Sebastian Schreiber: Cyber ist eine weitere Einheit des Militärs, neben Heer, Luftwaffe, Marine, Sanitätsdienst und den Streitkräften. Cyberangriffe sind schon jetzt nicht mehr trennbar von anderen militärischen Aktionen bzw. Interventionen. Ich denke, dass die allermeisten zukünftigen kriegerischen Auseinandersetzungen auch auf dem Cyber-Gefechtsfeld geführt werden. Betrachten wir folgendes Szenario: Wenn ein Staat ein Infrastrukturelement des Gegners ausschalten möchte, z. B. eine Pipeline, hat er diverse Optionen: Er kann mit einer Drohne hinfliegen oder mit einem Kampfjet, er kann Personen hinschicken – oder er kann die Pipeline einfach hacken. Hacken ist in so einem Fall vergleichsweise sehr billig: ein Marschflugkörper kostet Geld, eine Agentin einzuschleusen kostet Geld usw. Und nicht zuletzt bringt ein Cyberangriff die eigenen Einsatzkräfte nicht unmittelbar in Gefahr. Hacken wird oft der erste Schritt sein und erst, wenn der scheitert, werden andere militärische Instrumente eingesetzt werden.

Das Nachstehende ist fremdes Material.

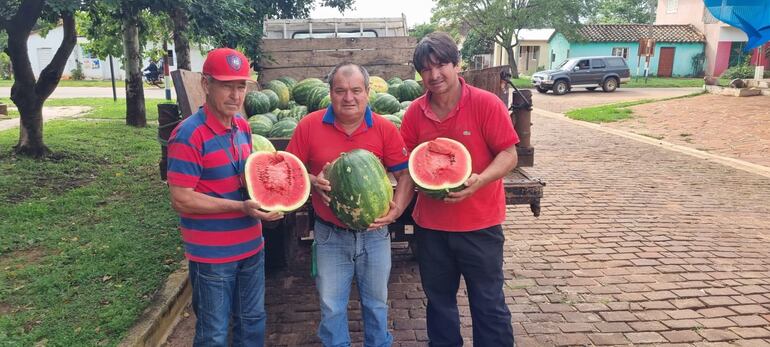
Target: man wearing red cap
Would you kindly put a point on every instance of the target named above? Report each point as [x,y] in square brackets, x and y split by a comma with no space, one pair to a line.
[221,227]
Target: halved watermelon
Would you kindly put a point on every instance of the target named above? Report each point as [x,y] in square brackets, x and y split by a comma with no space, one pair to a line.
[278,181]
[440,166]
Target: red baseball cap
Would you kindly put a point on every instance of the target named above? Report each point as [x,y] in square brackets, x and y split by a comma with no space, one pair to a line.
[226,64]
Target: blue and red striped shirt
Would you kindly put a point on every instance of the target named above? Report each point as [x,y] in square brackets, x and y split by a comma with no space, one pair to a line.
[206,156]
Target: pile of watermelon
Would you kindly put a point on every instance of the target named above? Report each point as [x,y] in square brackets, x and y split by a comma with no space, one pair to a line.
[275,110]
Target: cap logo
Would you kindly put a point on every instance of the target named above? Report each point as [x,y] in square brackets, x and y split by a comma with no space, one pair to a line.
[234,61]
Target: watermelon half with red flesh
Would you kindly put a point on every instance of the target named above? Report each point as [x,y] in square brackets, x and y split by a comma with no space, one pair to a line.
[277,181]
[440,166]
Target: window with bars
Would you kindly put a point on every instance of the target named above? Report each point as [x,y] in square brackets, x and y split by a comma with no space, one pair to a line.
[672,6]
[620,52]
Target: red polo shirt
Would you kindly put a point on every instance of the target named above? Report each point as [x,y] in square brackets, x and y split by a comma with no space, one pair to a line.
[480,122]
[318,140]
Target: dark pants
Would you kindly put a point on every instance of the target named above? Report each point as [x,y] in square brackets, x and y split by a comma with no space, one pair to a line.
[478,257]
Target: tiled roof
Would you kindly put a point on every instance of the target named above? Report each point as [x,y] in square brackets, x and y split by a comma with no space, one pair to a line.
[634,32]
[535,34]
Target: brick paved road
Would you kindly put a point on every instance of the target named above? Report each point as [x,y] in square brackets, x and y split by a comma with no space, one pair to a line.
[635,245]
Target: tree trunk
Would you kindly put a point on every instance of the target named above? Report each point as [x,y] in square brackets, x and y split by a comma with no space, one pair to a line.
[136,115]
[27,93]
[181,42]
[512,62]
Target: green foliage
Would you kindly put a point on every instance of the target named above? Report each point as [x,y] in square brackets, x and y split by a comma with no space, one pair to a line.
[501,20]
[77,73]
[476,44]
[421,30]
[623,12]
[5,66]
[739,71]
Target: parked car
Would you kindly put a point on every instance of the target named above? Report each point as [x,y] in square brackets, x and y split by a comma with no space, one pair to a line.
[589,72]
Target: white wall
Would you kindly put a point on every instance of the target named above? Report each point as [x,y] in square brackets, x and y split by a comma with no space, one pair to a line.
[41,50]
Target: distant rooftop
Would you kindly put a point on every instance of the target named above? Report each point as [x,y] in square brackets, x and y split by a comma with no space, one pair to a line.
[634,32]
[536,34]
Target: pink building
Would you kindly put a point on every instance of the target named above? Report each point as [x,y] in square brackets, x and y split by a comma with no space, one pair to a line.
[724,43]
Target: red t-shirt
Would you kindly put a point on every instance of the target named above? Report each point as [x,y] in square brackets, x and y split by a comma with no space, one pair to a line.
[318,140]
[480,122]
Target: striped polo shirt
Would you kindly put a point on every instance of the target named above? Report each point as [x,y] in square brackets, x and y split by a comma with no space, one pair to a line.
[206,156]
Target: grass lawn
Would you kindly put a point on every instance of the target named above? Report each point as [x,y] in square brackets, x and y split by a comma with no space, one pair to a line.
[88,234]
[613,112]
[72,83]
[102,108]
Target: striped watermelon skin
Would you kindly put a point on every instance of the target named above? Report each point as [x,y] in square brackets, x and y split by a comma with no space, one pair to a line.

Pentest Blog: Kommen wir abschließend zum Ausgangspunkt des Gesprächs zurück: Was muss Ihrer Ansicht nach getan werden, damit 2022 nicht wieder ein Jahr schwerster IT-Sicherheitsvorfälle wird?

Sebastian Schreiber: Da haben wir keine Chance. Ich kann mir kein Szenario vorstellen, das uns innerhalb von nur einem Jahr in eine IT-mäßig deutlich resilientere Welt führt. Ich mache eine Wette, dass es mit den Vorfällen genauso weitergehen wird. Die Anzahl von Sicherheitsvorfällen wird weiter wachsen, vielleicht wird es eine Vervielfachung geben. Kämpfen müssen wir auf zwei Seiten: Das eine ist die strategische Seite. Hier geht es darum, wie man langfristig IT und Software besser macht. Das andere ist die taktische Seite, auf der es um die Vorbereitung von Schadensfällen, die Durchführung von regelmäßigen Übungen und die Durchführung von Penetrationstests geht. Bis wir aus der Umwelt mit der extrem schlechten IT raus sind, müssen wir das Risiko durch solche taktischen Maßnahmen halbwegs in den Griff bekommen.

Pentest Blog: Herzlichen Dank, lieber Herr Schreiber, für das Gespräch.